Travel Diary: Paul Qui In Venice, Italy

Thursday, June 13: Qui arrives in Venice at 11 a.m.

"So I realized there are no roads in Venice," Qui said. "The whole time I knew Venice had canals and stuff like that, but I never thought that there wouldn't be any roads. So taking the taxi to the hotel was pretty cool... [At the hotel] I checked my mise en place and all my ingredients and took a nap."

Friday, June 14: Chefs cook for the Young Chef of the Year dinner competition

"Basically I was cooking from 7 a.m. to 10:30 at night," Qui said. For this dinner with 140 guests, Qui prepared a cured mackerel with compressed tomato seeds, tomato dashi, candied olives, and basil (shown right). Ten chefs competed that night, traveling from Australia, Austria, Belgium, China, Israel, Italy, the Netherlands, Russia, and the United Arab Emirates (not counting Qui, from the United States).

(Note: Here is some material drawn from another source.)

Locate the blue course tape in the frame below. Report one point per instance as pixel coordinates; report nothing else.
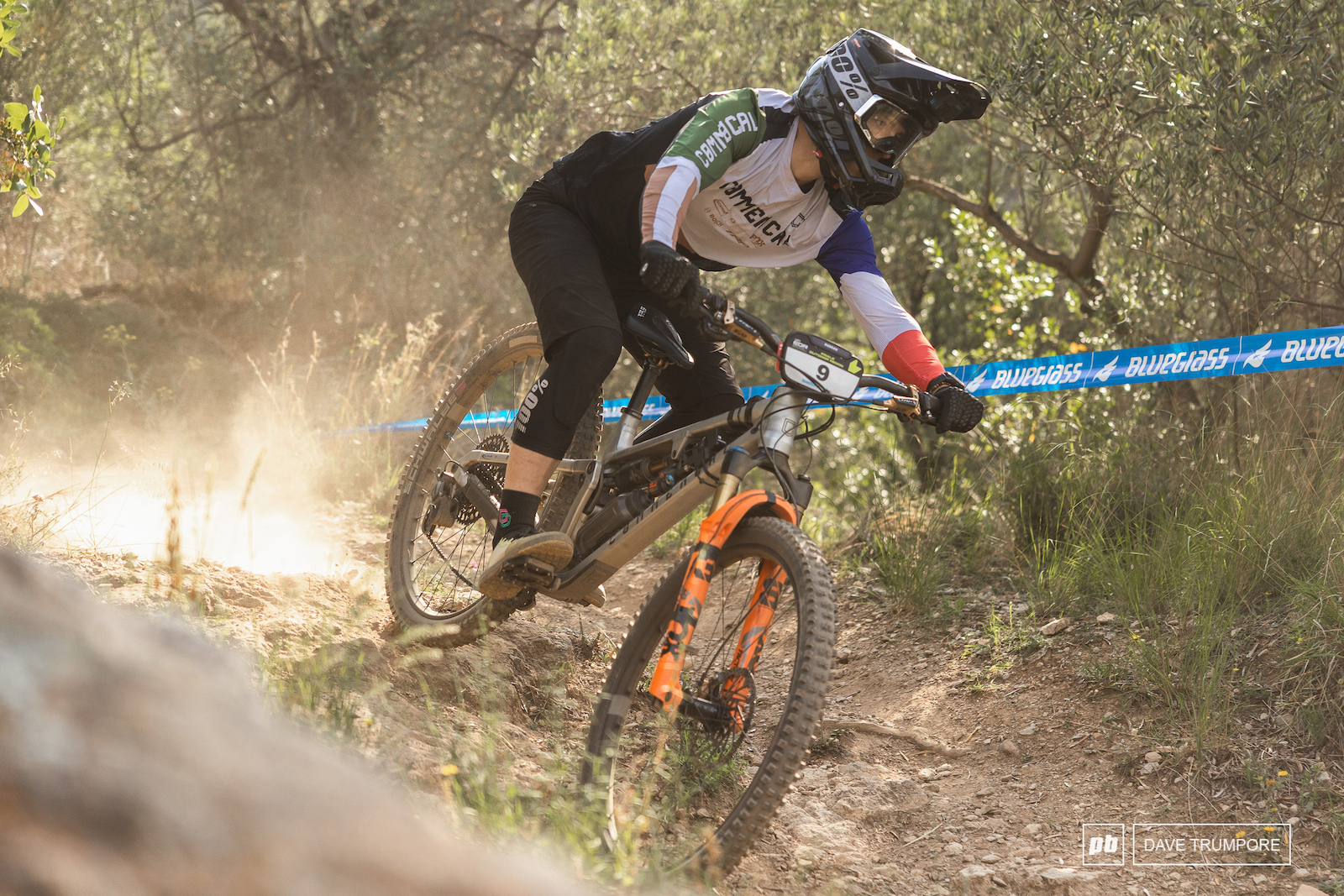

"What I remember about that day was getting all these other young chefs from different parts of the world and meeting the chefs," Qui said. "We don't speak the same language but after a while you get into the rhythm of the kitchen and you got what people were trying to say without speaking their language. That's the cool thing about kitchens, I think. It's familiar. It doesn't matter what part of the world you're in; when you're in the kitchen it makes you feel like home."

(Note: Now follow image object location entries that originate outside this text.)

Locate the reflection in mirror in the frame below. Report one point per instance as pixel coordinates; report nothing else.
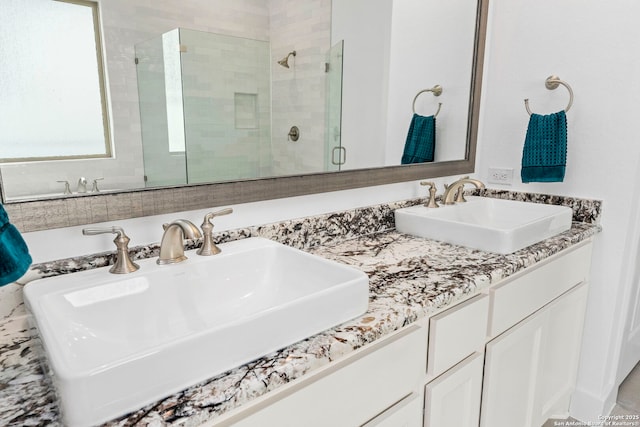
(64, 36)
(386, 62)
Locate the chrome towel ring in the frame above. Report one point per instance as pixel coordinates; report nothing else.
(436, 90)
(552, 83)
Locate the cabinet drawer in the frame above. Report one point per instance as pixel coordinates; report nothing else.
(350, 392)
(456, 333)
(519, 297)
(406, 413)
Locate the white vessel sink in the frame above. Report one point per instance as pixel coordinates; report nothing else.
(118, 342)
(493, 225)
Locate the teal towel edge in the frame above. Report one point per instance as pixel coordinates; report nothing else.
(542, 174)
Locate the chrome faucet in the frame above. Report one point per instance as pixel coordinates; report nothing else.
(454, 192)
(208, 246)
(123, 263)
(82, 185)
(172, 244)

Friday, June 14: Seen in the Kitchen

"I saw some good cuts of beef," Qui said of his time sharing the kitchen with the nine other chefs. "I actually didn't know that Venice is known for their carpaccio and one of their chefs was making a carpaccio dish.  He definitely brought some modernity to his dish [shown right, with a soft-poached egg, onion dressing, dried fennel, and garlic milk]. The chef from Belgium [Yannick Van Aeken from NEDE] brought some seaweed, and we just started talking about seaweed and fermentation."

Saturday, June 15: The chefs visit Rialto Market to buy ingredients

"I was surprised that they had stuff like cilantro and coriander and different spices, but one of the guys on the sailing team was telling me that Venice is built on spices; it used to be a major trade route between Asia and Europe," Qui said. Spotted at the market: kaffir lime, lemongrass, and plenty of stone fruit like peaches and cherries.  "I spent a good hour at the market," Qui said, saying they had to chat with a lot of people to find the right vendor with the best ingredients. "Once we found the right one we definitely got some interesting ingredients, like ovoli mushrooms, which I thought looked like matsutake mushrooms. It's named after its shape, like an egg."

Saturday, June 15: Regatta cooking (on a boat!)

The aforementioned ovoli mushrooms make an appearance in Qui's dish (shown right), prepared during the Regatta race: a chawanmushi egg custard, steamed in "prosciutto rind dashi" with langoustines, local peas, and ovoli mushrooms, topped with a peach, coriander, and tomato salsa.  "My whole  game plan to the competition was basically take something very simple and humble and I was going to base all my dishes based on what I found there," Qui said. So the prosciutto rind, langoustines, local peas, and mushrooms? All discovered at the Rialto Market earlier in the day.

Saturday, June 15: S.Pellegrino Cooking Cup Finale Gala Dinner at La Fenice Theatre

The highlight of Saturday? "Definitely seeing the opera house. That was pretty amazing," Qui told us. "It felt very surreal. We got dropped off in a weird canal alley and we had to go around the corner, and there was a weird sense of discovery trying to get to the place. I thought that that was really cool, that sense of discovery walking through the narrow streets and turning the corner and seeing this beautiful opera house. Even from the outside it's a little old, but once you get inside you see how grand it is."

Saturday, June 15: Paul Qui wins Young Chef of the Year

You can almost see Qui going, "Me?" in the photo to the left, where Massimo Bottura awards Qui the Young Chef of the Year award. "I thought it was really cool that Massimo was saying [my dish] was very much Mediterranean food from a different perspective, as opposed to a fusion of things, since all my ingredients  were Mediterranean," Qui said. Just another award to add to Qui's growing trophy collection (already housing a James Beard award for Best Chef Southwest 2013 and the Top Chef season 9 championship).